Listen to what else the pledge says: "I understand that the term 'marriage' has only one meaning; the uniting of one man and one woman in a single, exclusive covenant union as delineated in Scripture." It asserts that God intended sexual acts only between "a man and a woman who are married to each other." It identifies "moral misconduct" that would disqualify employees as premarital sex, cohabitation, extramarital sex, homosexual or lesbian sexual activity, polygamy, transgender identity, any other violation of the unique roles of male and female."
This language is disgusting and insults millions of taxpaying American citizens, many who have served their country. That it is acceptable to the wife of the man who is a heartbeat away from the presidency should horrify and alarm all Americans. For all their professed beliefs, Pence, and his wife, show unwavering support for a man who has been married three times, divorced twice, has had five children with three women and who has been accused of (though denies) paying a porn star and a Playboy model hundreds of thousands of dollars to conceal affairs he'd had with them. The hypocrisy here, and indeed from white evangelical Trump supporters, is astonishing. . . . . Obama, a man who had no sex scandals, was never accused of sexual harassment, had two children with the same woman, couldn't crack 25% white evangelicals.

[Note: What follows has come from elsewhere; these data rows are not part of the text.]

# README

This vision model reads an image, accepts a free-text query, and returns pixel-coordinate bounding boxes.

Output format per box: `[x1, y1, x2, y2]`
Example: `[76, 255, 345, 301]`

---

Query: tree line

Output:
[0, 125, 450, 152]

Of course, race is a huge reason, but Hillary Clinton only received 16% of the white evangelical vote.
 For white evangelicals, it appears to be Trump over country -- and Karen Pence is a glowing example.   The school where Karen Pence will work — and indeed she has taught there in the past, for 12 years -- does have a legal right to its brand of hate. But it is deplorable for the wife of the vice president to work in this space. If the Pences love their God so much, then they would not sit in a White House with a man who shows no moral compass and said he never asks for forgiveness. They would be on the White House lawn, with the King James Bible in hand, disavowing a President who is a horrible representation for our children. If Karen Pence loves "moral purity," she would have denounced Melania Trump for — for example -- posing naked and in handcuffs for a men's magazine when she worked as a model. If she and her husband want to sign a pledge of moral purity, they should first hand it to the President of the United States for his own signature. Do Karen and Mike Pence (who, incidentally, supports conversion therapy) not see LGBTQ people as humans deserving the same respect and rights as anyone?
Mike and Karen Pence, where is your Jesus?